Paslon Nomor Urut 01 Ben – Pilar, Pengentasan Kemisiskinan Jadi Prioritas
Tangerang Selatan – Debat Publik kedua Pemilihan Kepala Daerah (Pilkada) Kota Tangerang Selatan (Tangsel) telah usai, Kamis (21/112024). Berbagai isu strategis pun menjadi sorotan di sepanjang jalannya debat. Tak terkecuali isu yang menjadi permasalahan mendasar pada sebuah daerah termasuk di wilayah termuda se – Provinsi Banten ini, yakni tentang kemiskinan.
Sebab berdasarkan data pada 2024 ini, tingkat kemiskinan di Tangsel menyentuh angka 2,36 persen atau sebanyak 43,33 ribu jiwa. Tentu hal tersebut harus menjadi perhatian, terkhusus bagi para calon kepala daerah.
Menanggapi persoalan itu, Calon Wali Kota dan Wakil Wali Kota Tangsel nomor urut 1, Benyamin Davnie-Pilar Saga Ichsan (Ben-Pilar) menjawabnya dengan program yang akan ditawarkan jika nantinya mereka terpilih kembali.
Menurut Benyamin, kemiskinan yang terjadi di Tangsel disebabkan oleh dua faktor. “Kemiskinan struktural dan kemiskinan kultural. Memang itu terjadi Kota Tangsel,” kata Benyamin .
Khusus bagi masyarakat yang masuk dalam garis kemiskinan ekstrim, sederet program telah dilakukan melalui berbagai intervensi yang dilakukan oleh pemerintah pusat, provinsi, hingga daerah.
“Baik oleh APBD Tangsel maupun melalui APBD Provinsi Banten dengan bentuk misalnya program keluarga harapan, bantuan sosial, dan lain sebagainya. Menyelaraskan dengan bantuan pemerintah pusat, untuk memberikan bantuan 9 bahan pokok bagi mereka ini juga sudah kita lakukan,” ujar Benyamin.
Tak sampai di situ, untuk membantu masyarakat dari jerat jurang kemiskinan, Benyamin – Pilar juga telah memiliki solusinya.
Salah satu caranya dengan mewadahi masyarakat dengan berbagai jenis pelatihan keterampilan. Program ini, kata Benyamin, sudah berjalan sejak periode pertamanya lalu.
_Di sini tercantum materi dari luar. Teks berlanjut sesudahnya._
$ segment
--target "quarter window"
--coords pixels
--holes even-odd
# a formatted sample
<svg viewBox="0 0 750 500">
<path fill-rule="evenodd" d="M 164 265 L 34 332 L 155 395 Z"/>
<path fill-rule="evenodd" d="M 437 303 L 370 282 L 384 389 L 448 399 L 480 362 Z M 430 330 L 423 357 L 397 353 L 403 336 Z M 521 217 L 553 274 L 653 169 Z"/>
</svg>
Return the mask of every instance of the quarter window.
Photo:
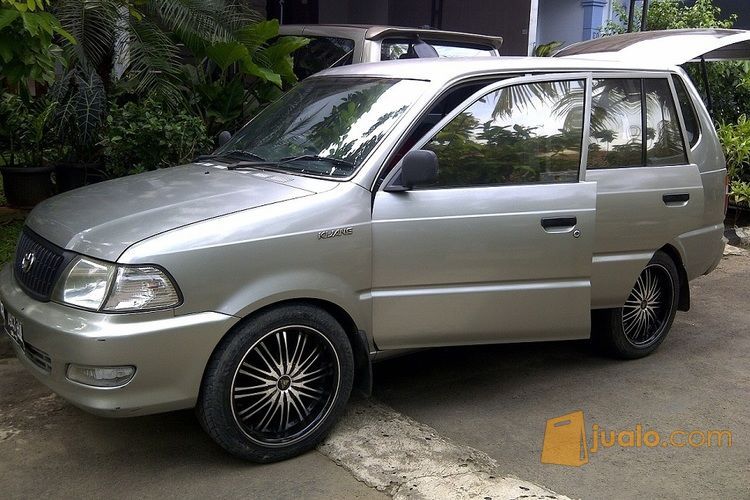
<svg viewBox="0 0 750 500">
<path fill-rule="evenodd" d="M 584 80 L 567 80 L 479 99 L 424 145 L 440 161 L 435 187 L 576 182 L 584 92 Z"/>
<path fill-rule="evenodd" d="M 687 141 L 692 148 L 698 144 L 698 139 L 701 136 L 700 122 L 698 121 L 698 115 L 695 112 L 695 106 L 693 101 L 690 99 L 687 87 L 682 78 L 678 76 L 672 76 L 674 82 L 674 88 L 677 91 L 677 101 L 680 104 L 680 110 L 682 111 L 682 118 L 685 120 L 685 132 L 687 133 Z"/>
<path fill-rule="evenodd" d="M 666 79 L 594 80 L 590 128 L 588 168 L 687 163 Z"/>
</svg>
“ Dalam bentuk program D3, dilatih, disertifikat, dan ditempatkan (kerja-red). Ini sudah kita lakukan paling tidak dua tahun belakangan, ” ungkapnya
Lebih lanjut, Calon Wakil Wali Kota Tangsel, Pilar Saga Ichsan mengeklaim bahwa setidaknya, program tersebut telah berhasil dan memberi manfaat bagi masyarakat.
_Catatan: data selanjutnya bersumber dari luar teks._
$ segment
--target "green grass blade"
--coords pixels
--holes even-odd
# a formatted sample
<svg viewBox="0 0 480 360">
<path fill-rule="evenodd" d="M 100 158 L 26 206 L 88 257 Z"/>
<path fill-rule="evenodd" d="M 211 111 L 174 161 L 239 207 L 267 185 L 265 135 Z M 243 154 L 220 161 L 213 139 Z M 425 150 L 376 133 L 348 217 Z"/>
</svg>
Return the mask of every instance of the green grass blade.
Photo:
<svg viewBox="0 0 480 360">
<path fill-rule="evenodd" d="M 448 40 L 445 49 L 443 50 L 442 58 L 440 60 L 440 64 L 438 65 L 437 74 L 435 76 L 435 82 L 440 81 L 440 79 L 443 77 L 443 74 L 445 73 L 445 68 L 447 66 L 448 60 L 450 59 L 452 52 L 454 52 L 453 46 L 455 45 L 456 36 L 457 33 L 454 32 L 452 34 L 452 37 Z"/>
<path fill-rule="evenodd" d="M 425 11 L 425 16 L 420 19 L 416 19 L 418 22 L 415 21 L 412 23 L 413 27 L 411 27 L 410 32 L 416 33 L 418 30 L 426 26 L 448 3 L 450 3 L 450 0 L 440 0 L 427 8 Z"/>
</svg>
Buktinya, lanjut Pilar, angka kemiskinan di wilayahnya menjadi yang paling rendah se – Provinsi Banten.“ Dan menjadi salah satu yang terendah di nasional, ” lanjutnya.
Kendati demikian, Ia tak mau hanya sampai di titik itu. Jika terpilih nanti, pendidikan juga menjadi prioritas baginya dalam upaya pengentasan kemiskinan.
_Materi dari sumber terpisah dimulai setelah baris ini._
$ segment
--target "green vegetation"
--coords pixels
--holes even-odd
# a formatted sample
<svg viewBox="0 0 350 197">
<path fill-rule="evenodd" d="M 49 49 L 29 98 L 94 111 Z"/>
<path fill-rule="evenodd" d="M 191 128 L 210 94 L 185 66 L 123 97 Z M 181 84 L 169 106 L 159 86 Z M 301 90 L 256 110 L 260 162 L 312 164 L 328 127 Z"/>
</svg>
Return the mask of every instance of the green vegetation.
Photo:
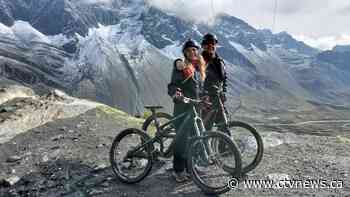
<svg viewBox="0 0 350 197">
<path fill-rule="evenodd" d="M 143 112 L 143 118 L 144 118 L 144 119 L 150 117 L 151 115 L 152 115 L 152 112 L 151 112 L 151 111 L 145 111 L 145 112 Z"/>
<path fill-rule="evenodd" d="M 127 127 L 139 128 L 142 125 L 144 119 L 135 118 L 117 108 L 113 108 L 107 105 L 99 105 L 96 107 L 97 118 L 110 118 L 117 121 L 125 121 Z"/>
<path fill-rule="evenodd" d="M 337 136 L 337 142 L 343 143 L 343 144 L 350 144 L 350 138 L 344 137 L 344 136 Z"/>
</svg>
Sebab menurutnya untuk menghapus kemiskinan dari suatu daerah, tidak hanya cukup dengan sekadar memberikan bantuan berupa sembako, dan lain sebagainya.
“ Mulai dari apa? Pendidikannya. Kalau pendidikan mereka bagus target kita sampai perguruan tinggi, mereka bisa mencari nafkah sendiri. Kita targetnya masyarakat Tangsel menjadi masyarakat yang mandiri, makmur, dan terlepas dari kemiskinan seutuhnya,” pungkas Pilar .
Sementara, Wahyu Hidayat SH, juga manyampaikan bahwa sebagai warga tangsel sekaligus sebagai ketua Komite Eksekutif (Exco) Partai Buruh Kota Tangerang selatan telah merasakan dampak positif selama pak ben dan bang pilar menjabat sebagai walikota dan wakil walikota.

“ Partai Buruh dengan ini menyatakan dukungan penuh untuk memenangkan Benyamin Davnie dan Pilar Saga Ichsan untuk melanjutkan kepemimpinannya di Tangerang Selatan. Kami percaya bahwa kepemimpinan beliau yang berpengalaman, inklusif, dan pro-rakyat akan terus membawa kemajuan bagi kota ini. Bersama-sama, kami berkomitmen untuk memperjuangkan kesejahteraan pekerja, pembangunan yang berkeadilan, dan pelayanan publik yang lebih baik untuk seluruh masyarakat Tangerang Selatan.” Ujar Bung Bayu.